BY BAMIDELE FAMOOFO
Local and international private sector businesses have expressed strong interest in the $538 million Special Agro-Industrial Processing Zone programme launched in Nigeria on Monday 24 October.
Conceived by the African Development Bank, the programme is expected to stimulate agriculture transformation in Nigeria.
The programme launch which took place in Abuja, last week, brought together a wide range of attendees, including Nigerian Vice President Yemi Osinbajo, several state governors, investors, representatives of logistics companies, and development partners.
Eight geographical areas in Nigeria will implement the programme’s first phase.
They are the seven states of Cross River, Imo, Kaduna, Kano, Kwara, Ogun, and Oyo, and the Abuja Federal Capital Territory.
Meanwhile, 19 more state governments have indicated an interest in also establishing special agro-industrial processing zones under the programme’s next phase.
The African Development Bank and partners are funding the first phase of the programme, which covers seven states and the Abuja federal capital territory.
The bank is providing $210 million, while the Islamic Development Bank and the International Fund for Agricultural Development (IFAD) are jointly contributing $310 million.
The Nigerian government is investing $18.05 million in the programme. Strong support comes from state governments, the private sector and other development partners.
The Director General of the Manufacturers’ Association of Nigeria, Segun Ajayi Kadir, praised the special agro-industrial zone concept. He said conditions must be right for the programme to succeed. “States should also insulate investors from land politics and take adequate care to ensure that the environment is right,” Kadir emphasised.
“The major attraction for us in the special agro-industrial processing zone is the opportunity to be competitive.”
The vice president of ARISE Integrated Industrial Platforms, Suren Abeywickrema, took participants through his company’s experience running processing zones in West Africa, explaining how Nigeria’s special agro-industrial processing zones could be modeled.
ARISE IIP is operating the $1 billion forestry-based Nkok special economic zone in Gabon. That zone has more than 100 international investors who have made an additional investment of more than $1.7 billion.
The General Manager of Corporate Finance at the Bank of Industry, Leonard Kanje, described the special agro-industrial processing zone as “business unusual.” He said his bank would provide financing for private sector players to locate in the zones.
Kanje said: “We will bring affordable and long-term financing. There is no way any country can survive on double-digit financing.
That is why we are involved and making access to finance easier. The Bank of Industry will also support capacity building for small and medium-scale enterprises located in the zones,” He told the meeting: “We also expect to see hundreds more SAPZs springing up because it is a tested and trusted model.”

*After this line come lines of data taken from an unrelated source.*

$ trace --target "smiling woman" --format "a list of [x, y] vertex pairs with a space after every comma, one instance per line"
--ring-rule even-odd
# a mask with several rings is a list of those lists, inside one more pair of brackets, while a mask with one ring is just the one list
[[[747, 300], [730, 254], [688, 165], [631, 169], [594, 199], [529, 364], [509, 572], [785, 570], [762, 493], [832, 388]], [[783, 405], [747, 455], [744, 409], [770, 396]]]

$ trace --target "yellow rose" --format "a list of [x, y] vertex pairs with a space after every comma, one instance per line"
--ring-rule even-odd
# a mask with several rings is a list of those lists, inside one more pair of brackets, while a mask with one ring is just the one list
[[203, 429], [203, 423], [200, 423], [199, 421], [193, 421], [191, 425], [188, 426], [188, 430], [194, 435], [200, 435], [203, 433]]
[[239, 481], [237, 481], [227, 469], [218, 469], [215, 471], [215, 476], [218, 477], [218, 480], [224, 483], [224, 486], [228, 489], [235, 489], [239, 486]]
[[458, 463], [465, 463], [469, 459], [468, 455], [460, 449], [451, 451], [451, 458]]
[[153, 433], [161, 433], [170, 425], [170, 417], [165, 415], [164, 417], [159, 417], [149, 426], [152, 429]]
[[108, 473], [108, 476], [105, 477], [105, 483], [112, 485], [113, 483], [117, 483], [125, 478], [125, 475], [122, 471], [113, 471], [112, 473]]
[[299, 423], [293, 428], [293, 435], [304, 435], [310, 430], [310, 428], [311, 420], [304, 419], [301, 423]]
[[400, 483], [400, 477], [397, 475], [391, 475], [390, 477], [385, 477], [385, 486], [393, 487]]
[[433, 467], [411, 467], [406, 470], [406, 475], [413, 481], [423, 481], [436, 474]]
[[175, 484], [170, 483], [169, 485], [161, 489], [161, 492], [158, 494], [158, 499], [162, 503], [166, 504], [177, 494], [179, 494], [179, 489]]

The Director General of the African Development Bank in Nigeria, Lamin Barrow, said the implementation of the special agro-industrial processing zones would be done through a public-private partnership framework where the public sector provides an enabling environment while the private sector drives the programme.
The managing director of Psaltry International, Oluyemisi Iranloye, stressed the need for potential investors in the zones to engage progressively with farmers and the local community. “This program must engage the people around it,” she said. “If we follow the SAPZ plan, our currency should be stronger in a few years to come.”
Iranloye also called for mechanization opportunities to enable youths to do business in the zones.
The Chief Investment Officer at the Nigeria Sovereign Investment Authority, Kola Owodunni, said his agency was strongly supporting the programme. “We see it as catalytic for Nigeria. It aligns closely with our infrastructure fund. The SAPZ success means success for the Nigerian economy.”
Agriculture and Rural Development Minister Mohammad Abubakar said the zones would unlock more private-sector investment in the country’s agriculture sector.
Abubakar said: “The SAPZs will significantly drive the modernization of the agricultural sector, reduce food imports, drive value addition in staple food crops and create new economic zones of wealth and jobs creation in rural areas.”
Similarly, the Minister for Industry, Trade, and Investment, Niyi Adebayo, described the programme as a good illustration of how public and private sector-led organizations can collaborate to bring about impactful change in the agricultural sector.